张太医额头渗出冷汗:"回殿下,老臣是奉五殿下之命..."
"既然王太医已经在看了,就不劳张太医了。"萧纵安的语气不容置疑,"老五,你跟我去趟书房,有军务要商议。"
萧纵寒眼中闪过一丝阴鸷,却还是躬身应道:"谨遵太子令。"
待二人离去,温瑾才长舒一口气,双腿一软几乎站不稳。青杏急忙扶住她:"公主,密室里的..."
"嘘——"温瑾制止她继续说,"去准备些清淡的粥食,等王太医诊治完用。"
密室的门悄无声息地滑开,江清欢正守在榻前。萧纵睿已经醒了,正虚弱地靠在枕上,而萧纵期仍昏迷不醒,苍白的小脸上泛着不正常的潮红。
"三哥..."温瑾轻唤。
萧纵睿睁开眼,素来精明的眸子里此刻满是痛苦:"皇妹...老五他..."
"别说话。"温瑾倒了杯温水递给他,"王太医怎么说?"
"三殿下中的毒已解,但伤了脾胃,需静养月余。"江清欢代为回答,"七殿下是旧疾发作,加上惊吓过度..."

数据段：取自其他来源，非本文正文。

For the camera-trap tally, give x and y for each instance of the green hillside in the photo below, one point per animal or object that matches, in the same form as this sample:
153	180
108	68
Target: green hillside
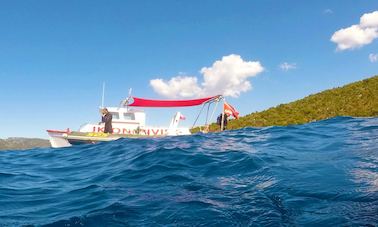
359	99
18	143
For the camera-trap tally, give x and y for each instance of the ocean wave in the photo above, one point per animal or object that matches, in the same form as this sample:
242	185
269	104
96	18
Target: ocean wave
322	173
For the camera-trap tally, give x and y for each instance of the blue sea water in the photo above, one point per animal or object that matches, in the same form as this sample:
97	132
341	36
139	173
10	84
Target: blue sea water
319	174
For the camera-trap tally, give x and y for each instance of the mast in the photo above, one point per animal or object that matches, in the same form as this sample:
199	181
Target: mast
103	95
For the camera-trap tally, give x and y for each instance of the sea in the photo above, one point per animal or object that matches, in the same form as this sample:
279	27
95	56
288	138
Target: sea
318	174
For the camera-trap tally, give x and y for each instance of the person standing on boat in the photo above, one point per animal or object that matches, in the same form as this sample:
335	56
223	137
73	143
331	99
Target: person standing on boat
107	119
219	121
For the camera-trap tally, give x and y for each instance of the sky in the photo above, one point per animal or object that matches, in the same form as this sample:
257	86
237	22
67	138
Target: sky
55	55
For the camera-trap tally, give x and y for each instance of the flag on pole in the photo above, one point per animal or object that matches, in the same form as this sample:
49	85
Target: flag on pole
230	110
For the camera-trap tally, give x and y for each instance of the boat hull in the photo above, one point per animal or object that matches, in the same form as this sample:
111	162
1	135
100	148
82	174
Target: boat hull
68	138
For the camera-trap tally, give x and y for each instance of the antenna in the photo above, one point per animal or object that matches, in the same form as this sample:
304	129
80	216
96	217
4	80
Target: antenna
103	94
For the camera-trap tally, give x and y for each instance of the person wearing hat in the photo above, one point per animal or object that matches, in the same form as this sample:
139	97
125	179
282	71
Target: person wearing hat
107	119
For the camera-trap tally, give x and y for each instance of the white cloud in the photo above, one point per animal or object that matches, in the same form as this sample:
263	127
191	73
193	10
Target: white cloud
357	35
179	86
287	66
228	76
373	57
369	20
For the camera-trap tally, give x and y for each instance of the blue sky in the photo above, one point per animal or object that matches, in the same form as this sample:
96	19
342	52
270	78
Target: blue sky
54	55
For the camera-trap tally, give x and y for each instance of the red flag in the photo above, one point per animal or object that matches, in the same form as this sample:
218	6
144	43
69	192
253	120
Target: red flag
229	110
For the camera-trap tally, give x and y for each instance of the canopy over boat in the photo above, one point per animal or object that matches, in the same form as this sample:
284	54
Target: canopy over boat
171	103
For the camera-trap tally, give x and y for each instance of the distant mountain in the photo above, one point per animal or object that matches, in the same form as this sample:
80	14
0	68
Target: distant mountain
19	143
358	99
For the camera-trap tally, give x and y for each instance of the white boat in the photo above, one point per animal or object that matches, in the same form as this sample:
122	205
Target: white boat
129	123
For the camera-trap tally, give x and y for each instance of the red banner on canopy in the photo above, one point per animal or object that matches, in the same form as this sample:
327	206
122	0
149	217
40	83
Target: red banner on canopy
169	103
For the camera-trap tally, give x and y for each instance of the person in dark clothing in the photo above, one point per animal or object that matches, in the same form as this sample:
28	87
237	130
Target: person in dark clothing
219	121
107	119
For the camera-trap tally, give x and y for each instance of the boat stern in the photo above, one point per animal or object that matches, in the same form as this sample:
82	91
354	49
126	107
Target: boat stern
58	138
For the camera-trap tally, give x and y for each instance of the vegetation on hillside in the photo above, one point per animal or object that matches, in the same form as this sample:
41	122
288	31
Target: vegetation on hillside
358	99
17	143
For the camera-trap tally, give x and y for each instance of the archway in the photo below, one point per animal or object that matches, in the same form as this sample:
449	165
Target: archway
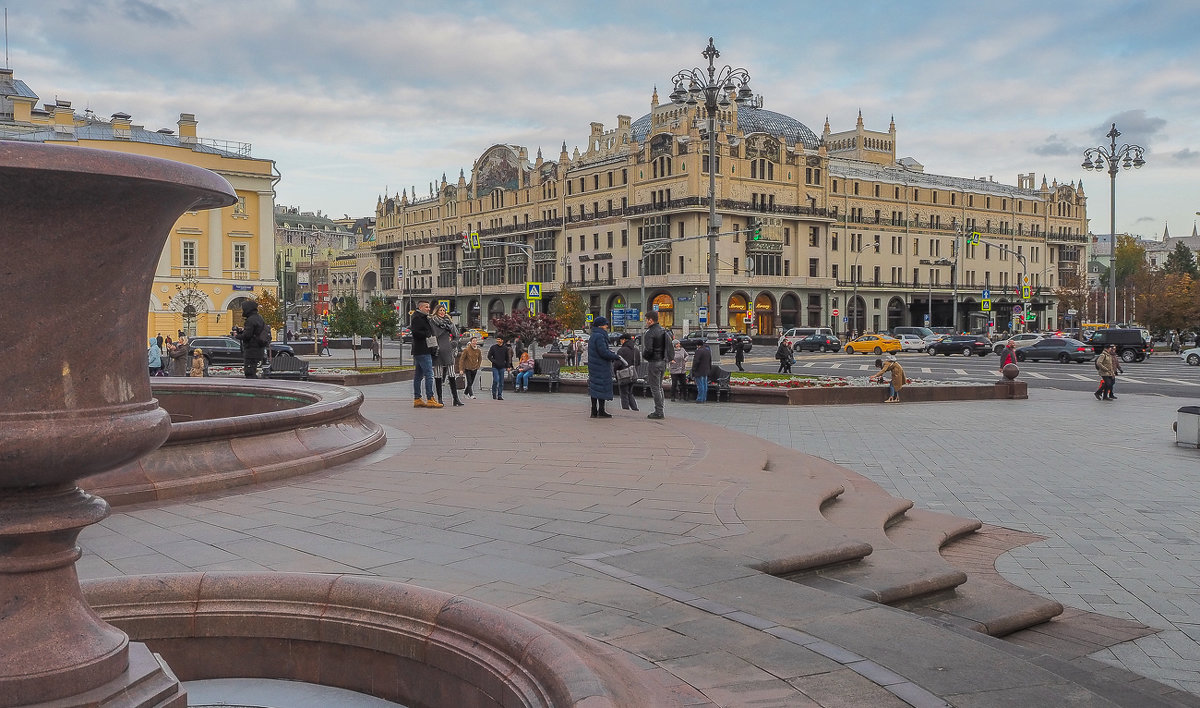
789	311
737	310
664	304
765	313
895	313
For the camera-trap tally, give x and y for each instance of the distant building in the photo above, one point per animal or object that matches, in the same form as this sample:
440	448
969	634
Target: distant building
213	259
851	232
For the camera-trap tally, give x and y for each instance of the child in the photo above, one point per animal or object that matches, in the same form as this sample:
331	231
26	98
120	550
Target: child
199	367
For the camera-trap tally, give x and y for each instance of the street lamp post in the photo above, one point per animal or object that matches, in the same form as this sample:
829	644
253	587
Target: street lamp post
714	93
1111	157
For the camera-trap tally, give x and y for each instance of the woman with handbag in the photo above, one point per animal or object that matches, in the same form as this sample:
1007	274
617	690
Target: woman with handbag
447	333
627	375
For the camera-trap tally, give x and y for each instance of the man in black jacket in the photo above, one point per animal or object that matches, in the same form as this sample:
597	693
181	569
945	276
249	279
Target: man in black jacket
502	361
657	351
423	357
255	336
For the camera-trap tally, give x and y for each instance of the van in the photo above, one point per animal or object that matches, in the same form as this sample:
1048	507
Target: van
921	331
1133	345
798	333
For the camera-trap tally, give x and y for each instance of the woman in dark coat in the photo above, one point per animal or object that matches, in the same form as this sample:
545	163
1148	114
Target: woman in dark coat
600	358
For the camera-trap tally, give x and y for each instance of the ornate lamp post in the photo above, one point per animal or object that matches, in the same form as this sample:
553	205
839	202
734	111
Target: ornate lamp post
1111	157
713	90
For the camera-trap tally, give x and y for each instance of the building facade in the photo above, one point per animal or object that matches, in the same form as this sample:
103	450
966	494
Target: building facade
214	259
853	238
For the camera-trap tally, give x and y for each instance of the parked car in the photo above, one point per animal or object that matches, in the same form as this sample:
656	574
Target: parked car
1021	339
817	343
798	333
227	351
1061	349
873	345
965	345
1133	345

萧纵睿突然抓住温瑾的手:"账册...在我书房的暗格里..."他气若游丝,"老五勾结北境将领的证据...都在那里..."
温瑾心头狂跳。三皇子掌管户部,若他手中有五皇子勾结边军的证据...
"为何告诉我?"她轻声问,"为何不直接交给皇兄?"
萧纵睿的嘴角渗出一丝苦笑:"因为...那账册上也记着...太子私自调动边军粮草的记录..."
密室内的烛火突然爆了个灯花,映得每个人脸上阴影幢幢。温瑾望向江清欢,在他眼中看到了同样的震惊——皇兄为何要私自调动边军粮草?这与五皇子又有什么关联?
窗外,一轮冷月高悬,将琼华殿的飞檐勾勒出锋利的轮廓。温瑾忽然想起太后今日给她的锦盒,那几块说是安神香的黄色香料...
"青杏,"她突然道,"去把太后赏的安神香取来。"
或许,这一切的答案,就藏在那看似慈祥的老人手中。